在这种地方就算天赋再高,也绝不可能凭自身超过A级,但走到相对聚集的街上,却和雪因以为的那种预想中的沉闷、压抑、死气沉沉截然不同。

热闹,甚至可以说是……鲜活。

很多雄虫。

或者说,雌雄比例似乎达到了一个在帝星完全无法想象的数值——接近一百比一。

他们与帝星那些被重重保护、几乎不轻易露面的高阶雄虫截然不同。这些低等级雄虫言行随意,身边跟随着同样等级不高的雌虫伴侣。怀里抱着虫崽,有的身边围着几个正在嬉闹、年纪不大的小虫崽。就这样毫无保护的在街道上,挑选着廉价的商品,交谈,说笑。

雪因看得有些出神。这是他从未亲眼见过的日常。

“这些雄虫等级过低,在帝国的价值评估体系里不具备被投入大量资源保护的价值。”墨尔庇斯解读着,“但也没有被掠夺伤害的价值。与相对弱的雌虫结合,贡献出底层星球的生育基础和人口主力。”

雪因沉默了片刻,轻声说:“幸运…又不幸的。”

“不幸?”墨尔庇斯目光扫过街景,语气依然没什么波澜,“他们自小生活在这种地方,是认知里的全部世界。知道得太多,才会感到痛苦和不幸。一无所知,有时反而是最大的仁慈和保护。”

“……”

“我不知道。”

墨尔庇斯说道:“不是每只虫都想活在‘真相’里,又或者,我们认为的‘真相’,就真的是‘真相’吗?”
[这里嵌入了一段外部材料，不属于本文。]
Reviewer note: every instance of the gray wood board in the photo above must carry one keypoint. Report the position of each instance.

雪因挪开眼,目光被街道另一侧的景象吸引了过去。是一些雌虫独自带着虫崽,这些虫崽看起来精神饱满,等级明显比他们的雌父要高。他们的雌父衣着简朴,稍显沧桑,但目光充满期待,时不时用充满爱意看向自己唯一的虫崽。

与那些陪着雄主闲逛、神态相对松弛的雌虫形成了鲜明对比。

“那些,”墨尔庇斯顺着他的目光看去,“是通过累积军功,兑换高等雄虫基因库中的虫精诞下虫崽的雌虫。对他们而言,跨越等级养育一个高潜力的虫崽负担极重。虽然高等级虫崽在胚胎期会反哺精神力,一定程度上修复母体旧伤,但出生后,他们对高品质营养液、进阶训练资源的需求极高。为了维持虫崽的潜力不因后天匮乏而跌落,这些雌父只能不断返回战场,用军功兑换一切。因此他们大多只会倾尽所有,培养一个虫崽。”